As a prophet, for instance, Ezekiel’s entire life is rooted in those others. Yahweh states, “You, son of man, I have appointed watchman for the house of Israel; when you hear me say anything, you shall warn them for me.” The consequences of such an appointment could be dire. “If you do not speak out to dissuade the wicked from his way, the wicked shall die for his guilt, but I will hold you responsible for his death.” How the prophet relates to people determines how Yahweh relates to him or her.
At least ten years before the first evangelist puts stylus to papyrus, Paul previews the gospel Jesus’ best-known command in his letter to the church in Rome: “Whatever . . . commandments there may be are summed up in this saying, namely ‘You shall love your neighbor as yourself.’” It’s important to remember that this command is originally found in the book of Leviticus; it’s not unique to Paul, Jesus or Christianity. Yet it makes sense that the historical Jesus, as a reformer of Judaism, would have often quoted these specific Torah words. Prophetic reformers always take us back to the beginnings of our faith, back to ideas and concepts which once were at the heart of our faith, but through the centuries were eventually relegated to the periphery of our lives. Paul is committed to grounding his early Christian communities in the essentials of their faith. The message of both the historical Jesus and the risen Jesus whom he imitates is rooted in the giving of ourselves to others.
That’s why the gospel Jesus constantly zeroes in on our relations with one another, how those relationships are to be structured and what they can produce. In today’s pericope Matthew’s Jesus demands we confront evil in the community, not let it slide by. If there are problems between two people, they’re first to “hash it out” between themselves. When that doesn’t work, the situation’s to be mediated by several others in the community. And if that fails, then the whole church is to be brought into the picture. (Of course, the whole (house) church back then would probably have consisted at most of only a couple dozen members.) Finally, as a last resort, they’re to “treat the person as you would a Gentile or a tax collector,” which, when we remember how the historical Jesus treated Gentiles and tax collectors, isn’t the worst thing that could happen to someone.
But perhaps the most important part of today’s passage are the lines which show how deeply the risen Jesus values the communities carrying on his ministry.
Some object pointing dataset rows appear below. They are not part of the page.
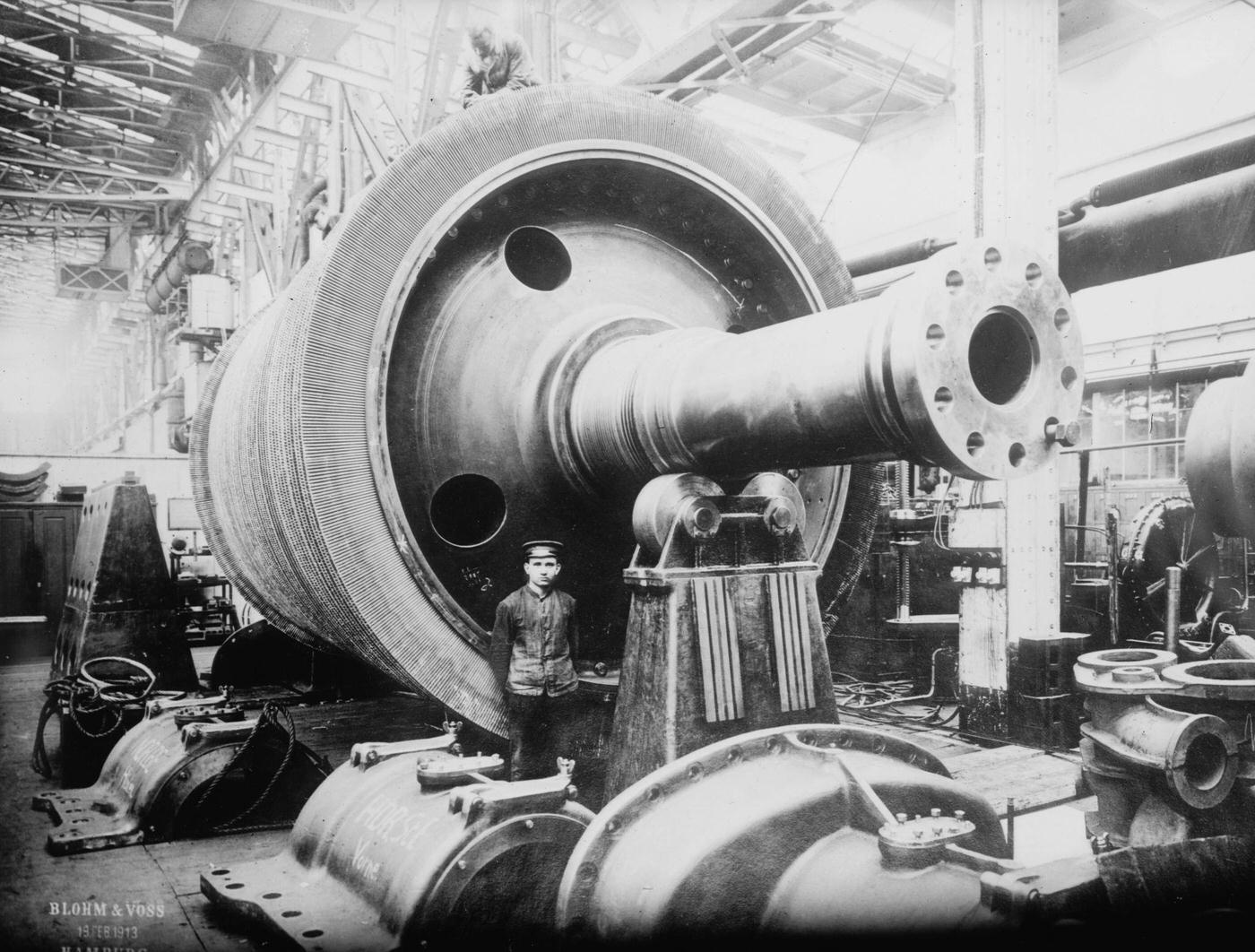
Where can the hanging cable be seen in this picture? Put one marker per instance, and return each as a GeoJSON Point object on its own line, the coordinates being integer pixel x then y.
{"type": "Point", "coordinates": [85, 697]}
{"type": "Point", "coordinates": [880, 107]}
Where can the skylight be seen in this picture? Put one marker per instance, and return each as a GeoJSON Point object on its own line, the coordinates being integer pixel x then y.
{"type": "Point", "coordinates": [103, 21]}
{"type": "Point", "coordinates": [28, 49]}
{"type": "Point", "coordinates": [125, 84]}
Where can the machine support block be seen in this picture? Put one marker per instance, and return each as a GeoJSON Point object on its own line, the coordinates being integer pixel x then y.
{"type": "Point", "coordinates": [724, 631]}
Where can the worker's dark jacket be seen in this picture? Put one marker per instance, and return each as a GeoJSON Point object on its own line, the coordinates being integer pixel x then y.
{"type": "Point", "coordinates": [511, 69]}
{"type": "Point", "coordinates": [533, 643]}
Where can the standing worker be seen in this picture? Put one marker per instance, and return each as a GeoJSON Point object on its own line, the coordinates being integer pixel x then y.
{"type": "Point", "coordinates": [535, 638]}
{"type": "Point", "coordinates": [496, 62]}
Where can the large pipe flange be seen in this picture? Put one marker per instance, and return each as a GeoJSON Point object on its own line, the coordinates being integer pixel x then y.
{"type": "Point", "coordinates": [987, 361]}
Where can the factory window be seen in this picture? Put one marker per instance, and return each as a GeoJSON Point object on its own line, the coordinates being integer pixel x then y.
{"type": "Point", "coordinates": [1133, 414]}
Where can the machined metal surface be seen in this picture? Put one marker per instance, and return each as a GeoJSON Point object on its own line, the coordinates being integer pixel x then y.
{"type": "Point", "coordinates": [1166, 744]}
{"type": "Point", "coordinates": [379, 860]}
{"type": "Point", "coordinates": [709, 843]}
{"type": "Point", "coordinates": [1220, 455]}
{"type": "Point", "coordinates": [545, 302]}
{"type": "Point", "coordinates": [154, 784]}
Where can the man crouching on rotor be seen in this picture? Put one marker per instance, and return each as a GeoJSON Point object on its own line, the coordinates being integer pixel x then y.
{"type": "Point", "coordinates": [535, 638]}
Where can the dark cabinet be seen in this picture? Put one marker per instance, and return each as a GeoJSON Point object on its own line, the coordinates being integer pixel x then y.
{"type": "Point", "coordinates": [37, 547]}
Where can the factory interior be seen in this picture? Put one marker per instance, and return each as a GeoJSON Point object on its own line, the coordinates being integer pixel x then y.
{"type": "Point", "coordinates": [871, 379]}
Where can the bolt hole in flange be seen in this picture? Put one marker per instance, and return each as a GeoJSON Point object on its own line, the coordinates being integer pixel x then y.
{"type": "Point", "coordinates": [1001, 355]}
{"type": "Point", "coordinates": [468, 509]}
{"type": "Point", "coordinates": [537, 257]}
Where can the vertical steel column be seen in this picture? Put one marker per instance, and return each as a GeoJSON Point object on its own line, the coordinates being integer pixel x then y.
{"type": "Point", "coordinates": [1006, 107]}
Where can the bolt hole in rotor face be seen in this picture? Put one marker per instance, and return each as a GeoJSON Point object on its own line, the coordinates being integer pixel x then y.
{"type": "Point", "coordinates": [468, 509]}
{"type": "Point", "coordinates": [1001, 357]}
{"type": "Point", "coordinates": [537, 257]}
{"type": "Point", "coordinates": [479, 338]}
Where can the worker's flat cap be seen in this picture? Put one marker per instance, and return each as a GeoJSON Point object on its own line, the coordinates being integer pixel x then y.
{"type": "Point", "coordinates": [542, 549]}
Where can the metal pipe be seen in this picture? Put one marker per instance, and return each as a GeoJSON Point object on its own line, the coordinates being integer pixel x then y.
{"type": "Point", "coordinates": [1195, 222]}
{"type": "Point", "coordinates": [1112, 522]}
{"type": "Point", "coordinates": [1173, 609]}
{"type": "Point", "coordinates": [904, 553]}
{"type": "Point", "coordinates": [192, 257]}
{"type": "Point", "coordinates": [1138, 445]}
{"type": "Point", "coordinates": [964, 367]}
{"type": "Point", "coordinates": [896, 256]}
{"type": "Point", "coordinates": [1180, 220]}
{"type": "Point", "coordinates": [1176, 172]}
They, like Peter, two chapters before, are empowered to “bind and loose:” to discern what rules and regulations are to be kept and which are to be discarded, something very significant for Matthew’s Jewish/Christian community, a church committed to keeping the 613 Mosaic Laws.
Not only will God hear the prayers of such communities and care for their needs, but the risen Jesus himself/herself is present in those churches: “For where two or three are gathered together in my name, there am I in the midst of them.”
Could our emphasis on Jesus’ presence in the Eucharistic bread and wine cause us to ignore Jesus’ presence in the whole community? Our ancestors in the faith presumed that if we don’t recognize him/her in one another, neither will we notice anything different about the bread and wine.